It is believed around the online dating circuit that a full one-third of the men on most of the national dating sites are married.
Another one-third are in a bad relationship and they're out "hunting". Some dating sites cater to the Married but Looking crowd, others ask people to pledge honesty about their marriage status and don't accept married members. So, how do you find out if he's married without hiring a private investigator? We hope this article helps:
Picture this scenario: You’re a woman on her own, with or without a relationship or two in your past. While the single life can be carefree and exciting, you also look forward to the companionship of a man who can be your best friend, your romantic partner, and, possibly, your future husband.
There’s just one catch. The last thing you want is to get involved with a married man, and not all men are forthcoming about their status. How do you find out if he’s already “taken”?
The one answer we heard from everyone we asked was "Be direct". Before you go to the trouble of typing his name into a search engine such as Google.com or Yahoo.com, or even paying for an online background check, ask up front if he’s married or currently in a relationship. Remind him "married" means not legally divorced - some guys think separated is divorced, go figure!
We also learned from dating experts that married men often give clues about their real lives, whether they mean to or not. Here are some tips on what to look for:
- Where do you typically go for dates? Does he avoid places near where he lives or works? Have you been to his home? Met his family? Is he nervous about being seen with you in public?
- Does he give you a cell phone number or a work number, but never a home phone number? Does he tell you only to call him at work because he’s never home?

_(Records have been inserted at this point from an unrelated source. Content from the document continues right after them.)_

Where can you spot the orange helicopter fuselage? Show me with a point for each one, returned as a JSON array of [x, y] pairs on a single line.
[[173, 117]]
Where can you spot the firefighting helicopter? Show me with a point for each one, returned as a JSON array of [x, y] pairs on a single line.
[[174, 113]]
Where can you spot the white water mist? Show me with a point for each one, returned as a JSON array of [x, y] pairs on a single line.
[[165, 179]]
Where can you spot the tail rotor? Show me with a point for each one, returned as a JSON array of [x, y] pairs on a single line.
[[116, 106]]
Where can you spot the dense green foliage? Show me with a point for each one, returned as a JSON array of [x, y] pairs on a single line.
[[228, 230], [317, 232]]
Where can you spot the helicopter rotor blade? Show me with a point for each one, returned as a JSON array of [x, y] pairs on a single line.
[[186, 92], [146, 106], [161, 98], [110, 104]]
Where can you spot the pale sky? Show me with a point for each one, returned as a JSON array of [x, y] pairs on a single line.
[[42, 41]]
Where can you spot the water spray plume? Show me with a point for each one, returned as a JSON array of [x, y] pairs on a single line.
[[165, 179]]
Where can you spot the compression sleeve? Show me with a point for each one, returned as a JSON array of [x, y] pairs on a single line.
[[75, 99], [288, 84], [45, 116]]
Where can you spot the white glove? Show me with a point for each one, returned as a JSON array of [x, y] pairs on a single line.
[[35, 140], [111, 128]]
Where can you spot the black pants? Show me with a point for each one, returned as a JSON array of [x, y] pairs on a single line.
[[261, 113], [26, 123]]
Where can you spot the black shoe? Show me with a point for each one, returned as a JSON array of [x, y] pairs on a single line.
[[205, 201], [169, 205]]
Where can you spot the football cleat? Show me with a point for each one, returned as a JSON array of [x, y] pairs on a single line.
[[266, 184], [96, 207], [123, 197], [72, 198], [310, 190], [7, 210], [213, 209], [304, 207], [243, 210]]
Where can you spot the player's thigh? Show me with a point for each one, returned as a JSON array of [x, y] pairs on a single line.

- Does he call off dates with frequent tales of bad luck? A car that breaks down, a forgotten appointment, a sudden change in work schedule? Bad luck happens to everyone now and then, but people with something to hide seem to have more than their fair share of it.
- Not all married men wear a wedding band, and not all rings are wedding rings, but if you see a tan line or a groove where he would ordinarily be wearing a ring, that may be cause for suspicion.
- Ask him what he likes to eat. Single men either cook for themselves, or they go out to eat. If he looks well nourished but is vague about his dining-in preferences, someone, probably his wife, is feeding him.
- Does he use the words “we” or “I” when he talks about vacations, adventures, or day to day activities? If he unconsciously refers to himself in the plural, there may well be a wife and family involved.
- Does he keep an odd schedule? If he works regular daytime hours but can never seem to meet you for dinner during the week, or if he’s oddly strict about when you can call, he may be trying to coordinate his home life and his extracurricular activities.
What's his attitude about relationships? Does he admit to, or mention previous infidelities? Does he think monogamy is boring, stifling, or impossible to achieve?
Romance and excitement are wonderful, but the best relationships are based on trust, friendship and fidelity. Use your best judgment in deciding whether to continue a relationship with a man you know (or suspect) is married, but give some thought to how you would feel about the “other woman” if you were his wife.